Other API Design Considerations

  • Arrays on Input? — For any API that’s used to perform CRUD operations on resources, the odds are strong that there’s a use case for consumers to provide an array of stuff to create, read, update, or delete all at once, instead of passing it one-at-a-time. By allowing an array of ids, new resource definitions, etc. in your API’s inputs, you can reduce the chattiness of intersystem communication, generally improving performance. On the flip side accepting arrays mean a lot more for you to think about. What should happen if the requested operation fails on one resource, but works on the rest? How many resources or ids should other systems be able to send you at one time? How much complexity would handling multiple resources or ids add to your system’s underlying logic? All pros & cons to weigh when deciding whether to handle parameters in bulk.
  • Have a Method to Using HTTP Methods — HTTP methods aren’t hard to learn, and there’s a sea of websites that describe what each one’s meant for, yet far too many APIs expect a method that differs from the actual operation they perform. Furthermore, some teams will define an entirely new API to meet a need, when they could just add a new method to an existing endpoint. The fact that HTTP methods are standardized makes them a powerful tool, since you don’t need to define and teach consumers about new verbs & their meanings for them to interact with your APIs.

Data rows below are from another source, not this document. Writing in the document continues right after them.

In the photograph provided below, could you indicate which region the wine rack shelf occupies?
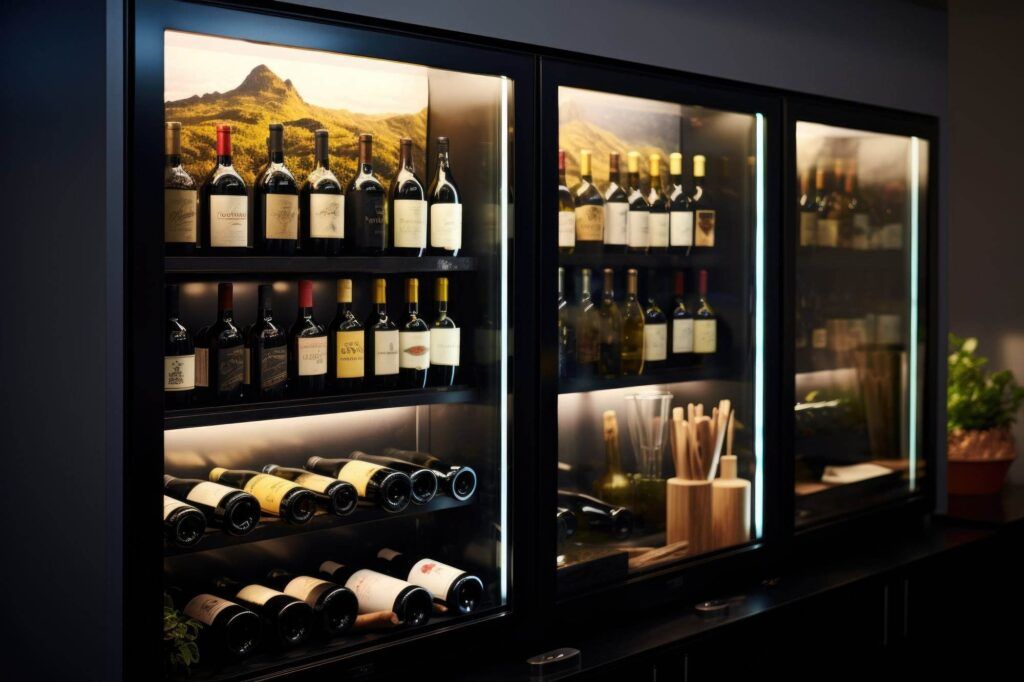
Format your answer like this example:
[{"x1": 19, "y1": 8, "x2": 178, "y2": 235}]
[
  {"x1": 164, "y1": 496, "x2": 476, "y2": 557},
  {"x1": 164, "y1": 386, "x2": 479, "y2": 430}
]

By specifying that an endpoint accepts certain standard methods (ex. the User API supports GET, POST, and PUT) it’s made immediately clear to new consumers what they can (and can’t) do.

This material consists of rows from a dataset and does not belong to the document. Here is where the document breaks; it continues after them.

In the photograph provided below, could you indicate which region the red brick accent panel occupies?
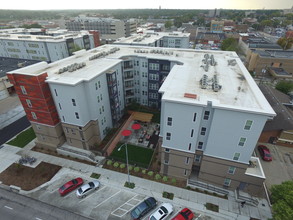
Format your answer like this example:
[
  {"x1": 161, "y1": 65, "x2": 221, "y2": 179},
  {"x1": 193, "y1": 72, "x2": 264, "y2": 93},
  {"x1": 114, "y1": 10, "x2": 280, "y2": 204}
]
[{"x1": 7, "y1": 73, "x2": 60, "y2": 126}]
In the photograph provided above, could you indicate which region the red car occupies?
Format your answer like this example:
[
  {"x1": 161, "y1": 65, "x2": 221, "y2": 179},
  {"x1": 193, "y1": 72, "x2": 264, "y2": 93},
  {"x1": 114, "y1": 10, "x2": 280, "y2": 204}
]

  • Kowalski, Status Report! — On the other end of API calls, consider the range of results that may come from your API being called, and the status code said API should return for each. Everything from expected results (most likely 200 codes) to client-side failures like missing or incorrect parameters (400 codes) to server side failures (500 codes). Don’t be afraid to return codes that don’t end in two zeros, if they better represent the actual state resulting from the API call.

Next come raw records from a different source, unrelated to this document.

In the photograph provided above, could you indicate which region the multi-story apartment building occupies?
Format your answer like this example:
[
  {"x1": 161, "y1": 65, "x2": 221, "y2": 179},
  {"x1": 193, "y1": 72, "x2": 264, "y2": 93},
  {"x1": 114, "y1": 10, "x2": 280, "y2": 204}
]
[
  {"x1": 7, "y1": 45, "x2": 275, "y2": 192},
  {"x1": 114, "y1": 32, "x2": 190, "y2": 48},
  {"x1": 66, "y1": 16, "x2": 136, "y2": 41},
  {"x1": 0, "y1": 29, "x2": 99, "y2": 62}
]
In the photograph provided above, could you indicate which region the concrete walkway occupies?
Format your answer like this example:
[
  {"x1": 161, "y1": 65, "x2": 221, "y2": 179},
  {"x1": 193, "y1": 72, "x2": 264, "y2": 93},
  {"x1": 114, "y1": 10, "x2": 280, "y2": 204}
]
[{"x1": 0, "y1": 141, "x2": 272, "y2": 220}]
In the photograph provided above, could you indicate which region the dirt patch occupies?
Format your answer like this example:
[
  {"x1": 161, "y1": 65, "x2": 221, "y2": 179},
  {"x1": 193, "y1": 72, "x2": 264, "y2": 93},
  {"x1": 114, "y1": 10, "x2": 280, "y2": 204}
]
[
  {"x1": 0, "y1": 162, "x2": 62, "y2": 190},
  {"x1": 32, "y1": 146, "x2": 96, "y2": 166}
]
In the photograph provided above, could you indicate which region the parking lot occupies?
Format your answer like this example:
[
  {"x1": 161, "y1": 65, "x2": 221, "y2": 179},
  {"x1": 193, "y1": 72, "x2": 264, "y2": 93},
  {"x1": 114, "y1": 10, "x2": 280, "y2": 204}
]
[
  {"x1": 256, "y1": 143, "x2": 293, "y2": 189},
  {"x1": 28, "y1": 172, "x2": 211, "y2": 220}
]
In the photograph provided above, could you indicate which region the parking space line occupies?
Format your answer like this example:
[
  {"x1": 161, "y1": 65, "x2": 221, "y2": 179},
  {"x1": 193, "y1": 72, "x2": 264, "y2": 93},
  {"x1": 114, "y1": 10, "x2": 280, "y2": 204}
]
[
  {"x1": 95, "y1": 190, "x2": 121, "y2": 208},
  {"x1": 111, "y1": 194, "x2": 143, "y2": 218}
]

  • Paint a Picture with Your Response Messages — In addition to accurate, meaningful status codes, look to provide more context around what happened (or is happening) through the response message given back to the caller. Especially in 400-style scenarios where the client called the API incorrectly. Why exactly did their call fail? What parameter(s) is/are causing the issue? Giving meaningful feedback to the consumer will save significant headaches, both on their side and yours (since you’ll be the first person they call at 2am when all calls to your service are failing).